史上2人目となるメジャー101回連続出場を果たすアダム・スコット
R&Aは今年、ゴルフの価値観、振る舞い、そして伝統を世界規模で体現している人物を称えるための「スピリット・オブ・ゴルフ・アワード(Spirit of Golf Award)」を新設。そして、この名誉ある初代受賞者として、オーストラリアのアダム・スコットが選出されたのである。
R&Aのチーフ・エグゼクティブ(CEO)を務めるマーク・ダーボンは、会見の場でスコットへ最大級の賛辞を贈った。
「アダムは、そのキャリアを通じて常にインテグリティ(誠実さ)、リスペクト、そしてゲームへの情熱を示してきた究極のプロフェッショナルです。彼をこの初代アワードで称えることができることを、私たちは非常に誇りに思っています」
今大会でメジャー「101回連続出場」という驚異的な金字塔を打ち立てるスコット。ゴルフの長い歴史において、メジャー100回連続出場の大台を突破したのは、あの“帝王”ジャック・ニクラス(146回)とアダム・スコットの2人しか存在しない。
栄えある受賞に対し、スコット本人は端正な人柄がにじみ出るエモーショナルなコメントを寄せた。
「ゴルフというゲームに生涯を捧げてきた人間として、プレーの観点からだけでなく、このスポーツにとって不可欠な『価値観』を守り続けてきたことが評価されたのは、本当に意義深いことです」
端正なスウィングと甘いマスクだけでなく、世界中のファンや関係者から愛される誠実な人間性が、ゴルフ界の総本山から公式に称えられた瞬間であった。
聖地に響いた「Miyu Yamashita」への敬意
そして二つ目のハイライトは、本戦を控えた火曜日に行われた事前エキシビションイベント「ヒーローズ・クラシック」における出来事だ。

エキシビションマッチ「ヒーローズ・クラシック」に出場した山下美夢有
3ホールのスクランブル戦として和やかな雰囲気の中で行われたこのイベントには、現在の世界ランキング1位であるスコッティ・シェフラーを筆頭に、過去にこのロイヤルバークデールで全英を制したジョーダン・スピース(2017年覇者)やパドレイグ・ハリントン(2008年覇者)、そして地元サウスポート出身のトミー・フリートウッドやジャスティン・ローズといった、まさに歴史に名を刻む錚々たるスーパースターたちが一堂に会していた。
ダーボンCEOは公式会見の場で、この綺羅星のようなレジェンドたちと並び立ち、聖地のフェアウェイを歩いた特別な一人の名前を、深い敬意とともに紹介した。
「昨日のヒーローズ・クラシックでは、私たちの現オープンチャンピオンであるスコッティ・シェフラーとミユ・ヤマシタ(Miyu Yamashita)が、他のチャンピオンや著名人たちとともに3ホールのスクランブル戦で競い合う姿が見られました。

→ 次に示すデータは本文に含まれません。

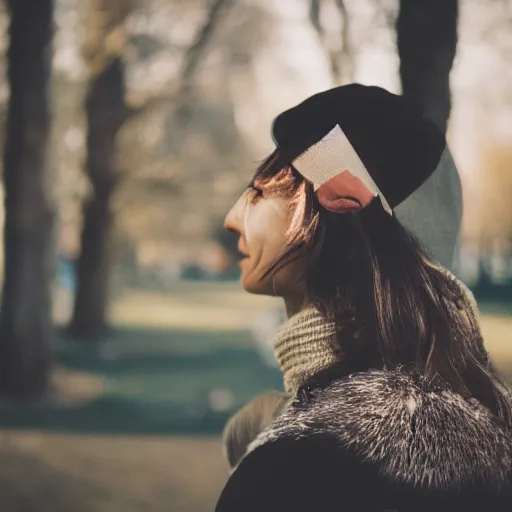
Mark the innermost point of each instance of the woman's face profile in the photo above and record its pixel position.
(262, 218)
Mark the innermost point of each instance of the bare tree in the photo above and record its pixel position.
(106, 111)
(25, 316)
(339, 54)
(427, 41)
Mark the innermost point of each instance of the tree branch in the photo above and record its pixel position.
(197, 50)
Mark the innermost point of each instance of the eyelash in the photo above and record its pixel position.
(256, 192)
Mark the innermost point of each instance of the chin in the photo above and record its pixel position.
(257, 287)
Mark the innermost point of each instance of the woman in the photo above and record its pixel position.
(393, 403)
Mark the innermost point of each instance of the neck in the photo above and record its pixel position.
(295, 304)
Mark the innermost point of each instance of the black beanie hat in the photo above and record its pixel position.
(398, 146)
(403, 151)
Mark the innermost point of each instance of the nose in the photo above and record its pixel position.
(234, 218)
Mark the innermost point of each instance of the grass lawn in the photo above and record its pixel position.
(133, 425)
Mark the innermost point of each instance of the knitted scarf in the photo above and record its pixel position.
(304, 344)
(304, 347)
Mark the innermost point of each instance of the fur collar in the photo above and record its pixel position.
(427, 438)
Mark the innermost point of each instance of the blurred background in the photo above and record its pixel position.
(128, 129)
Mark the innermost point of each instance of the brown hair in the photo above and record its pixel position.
(394, 308)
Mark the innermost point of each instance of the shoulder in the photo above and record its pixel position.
(302, 474)
(408, 432)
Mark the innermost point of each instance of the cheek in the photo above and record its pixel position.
(266, 224)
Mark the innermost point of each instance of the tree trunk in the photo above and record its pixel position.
(25, 316)
(106, 111)
(427, 40)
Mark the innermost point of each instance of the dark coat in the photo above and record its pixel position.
(375, 441)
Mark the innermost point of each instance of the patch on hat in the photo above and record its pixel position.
(343, 191)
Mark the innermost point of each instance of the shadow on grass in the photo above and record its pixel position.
(157, 382)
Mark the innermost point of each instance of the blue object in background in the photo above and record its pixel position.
(66, 273)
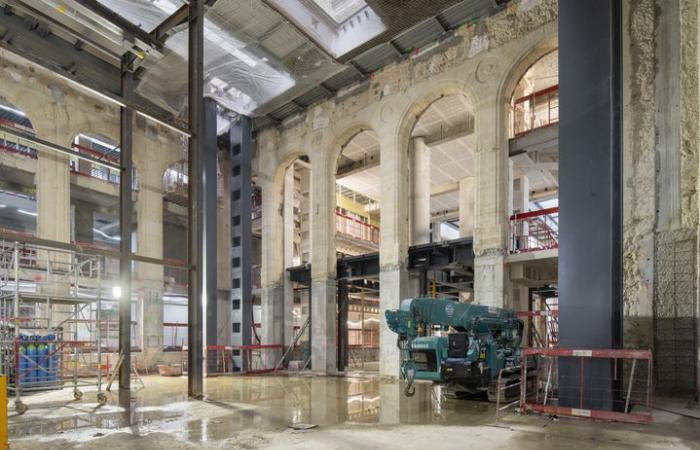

それは素晴らしい時間でした」
昨年の「AIG女子オープン(全英女子)」を制した日本の山下美夢有が、現役の女子メジャー覇者としての格式と多大なリスペクトをもって、男子の全英オープンという「世界一の祭典」の主役に招待されていたのである。男子ツアーの絶対王者であるシェフラーらとともに、山下が肩を並べてプレーを共にしたという事実は、日本のゴルフファンにとってもこれ以上ないほど誇らしく、胸が熱くなる事実だろう。
記録を超えたゴルフの豊かさ

山下美夢有と日本に所縁のあるアダム・スコットへのリスペクトは我々日本人としてもうれしい限り
ロイヤルバークデールの過酷な高速リンクスコースでは、間もなく選手たちの容赦ないスコアの奪い合いが始まる。しかし、その開幕前夜に響き渡ったのは、偉大な人格者であるアダム・スコットを称える温かい拍手と、世界の頂点に立った日本の女子チャンピオン「Miyu Yamashita」への惜しみないリスペクトだった。
記録やスコアを追い求める闘争心だけでなく、他者への敬意や誠実さといった美しい精神性が、こうして伝統ある大舞台でしっかりと称えられる。それこそが、ゴルフというスポーツが持つ真の豊かさであり、全英オープンという大会が世界中の人々から愛され続ける理由なのだろう。